Asia has emerged as the epicentre of the crisis, largely due to its dependence on Middle Eastern oil.

According to the International Energy Agency, the majority of oil passing through the Strait of Hormuz is destined for Asian markets, with countries like China, India and Japan among the largest importers.

Analysts say Japan and South Korea are among the most vulnerable globally due to their heavy reliance on imported fossil fuels, with over 80% of their energy dependent on imports.

Despite having large economies, India and China face price volatility and supply risks due to their scale of imports.

After importing about 98% of its oil, the Philippines declared a national energy emergency following disruptions.

More broadly, according to Axios, Southeast Asia is experiencing fuel shortages and rationing, threatening industrial output and economic stability.

Developing countries face the greatest economic pain

Lower-income and developing nations are among the hardest hit. This is not necessarily due to shortages, but because of price shocks and economic vulnerability.

According to Axios, investors have pulled out of “riskier markets” during the crisis, triggering currency declines and financial instability in developing economies.

In Africa and parts of South Asia, rising oil prices are translating into:

Higher food and transport costs, increased inflation and pressure on already strained public finances

Experts warn that these regions are less able to absorb shocks, making the crisis a cost-of-living emergency as much as an energy one.

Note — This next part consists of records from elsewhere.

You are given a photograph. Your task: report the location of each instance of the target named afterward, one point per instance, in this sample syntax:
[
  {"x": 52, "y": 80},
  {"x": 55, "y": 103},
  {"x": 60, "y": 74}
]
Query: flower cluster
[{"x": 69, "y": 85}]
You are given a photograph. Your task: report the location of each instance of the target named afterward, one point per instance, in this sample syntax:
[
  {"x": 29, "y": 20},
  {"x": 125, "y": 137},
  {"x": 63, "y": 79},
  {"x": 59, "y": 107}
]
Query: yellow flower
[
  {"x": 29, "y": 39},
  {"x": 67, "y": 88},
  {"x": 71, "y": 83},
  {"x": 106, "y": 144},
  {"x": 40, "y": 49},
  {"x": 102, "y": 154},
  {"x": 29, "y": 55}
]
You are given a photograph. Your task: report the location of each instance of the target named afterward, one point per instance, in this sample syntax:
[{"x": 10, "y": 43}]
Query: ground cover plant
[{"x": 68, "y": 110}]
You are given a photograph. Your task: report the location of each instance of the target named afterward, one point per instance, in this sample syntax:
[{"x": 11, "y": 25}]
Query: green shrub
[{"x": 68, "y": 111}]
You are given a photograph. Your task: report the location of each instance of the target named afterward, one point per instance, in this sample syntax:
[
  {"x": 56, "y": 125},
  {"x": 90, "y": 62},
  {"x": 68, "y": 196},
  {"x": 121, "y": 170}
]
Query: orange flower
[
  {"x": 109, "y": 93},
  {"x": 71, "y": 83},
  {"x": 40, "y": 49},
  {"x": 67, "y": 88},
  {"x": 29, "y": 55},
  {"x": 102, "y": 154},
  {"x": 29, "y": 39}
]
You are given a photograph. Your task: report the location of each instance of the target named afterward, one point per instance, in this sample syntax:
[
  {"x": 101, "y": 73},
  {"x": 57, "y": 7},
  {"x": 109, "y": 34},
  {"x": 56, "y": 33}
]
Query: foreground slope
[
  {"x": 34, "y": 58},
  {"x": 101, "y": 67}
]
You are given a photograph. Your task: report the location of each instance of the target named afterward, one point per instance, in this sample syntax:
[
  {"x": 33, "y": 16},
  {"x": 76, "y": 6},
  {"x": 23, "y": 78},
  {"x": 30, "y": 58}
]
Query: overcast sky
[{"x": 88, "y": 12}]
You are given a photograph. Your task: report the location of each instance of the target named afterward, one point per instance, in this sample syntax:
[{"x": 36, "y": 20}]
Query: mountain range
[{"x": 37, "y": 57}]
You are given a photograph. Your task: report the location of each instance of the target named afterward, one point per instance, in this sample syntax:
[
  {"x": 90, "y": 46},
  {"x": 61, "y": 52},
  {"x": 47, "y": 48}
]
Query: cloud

Europe and developed economies under strain

Wealthier economies are not facing widespread shortages, but are still experiencing serious economic consequences.

According to The Guardian and other reports, Europe is seeing an alarming surge in energy bills, inflationary pressure and slower economic growth.

The crisis has also disrupted gas markets, with prices in Europe nearly doubling at one stage due to supply uncertainty.

In the United Kingdom, political leaders have warned that global instability linked to the crisis is driving up household energy costs.

It's worth noting that even oil-producing nations are not immune.

According to Reuters, attacks on energy infrastructure in countries like Saudi Arabia have reduced oil output and disrupted export routes, tightening global supply further.

The broader Gulf region is facing economic and security strain, with key infrastructure targeted and shipping routes destabilised.

What is the global impact?

The oil crisis is now being described as one of the largest supply shocks in modern history.

According to analysts cited in multiple reports, oil shipments through the Strait of Hormuz have dropped dramatically, prices have surged which is fuelling global inflation and there are supply chain disruptions affecting industries worldwide.

The Strait is at the centre of this, with hundreds of tankers stranded and global trade severely affected, according to Axios and other reports.

So who is suffering the most?

The worst affected are Southeast Asia (Philippines, others reliant on imports), East Asia (Japan, South Korea), South Asia (India) and developing economies globally.

Those that are moderately affected include Europe and the UK (price shocks, inflation) and China (buffered but still exposed).:

Oil-producing Middle Eastern countries (infrastructure and export disruptions) are also impacted.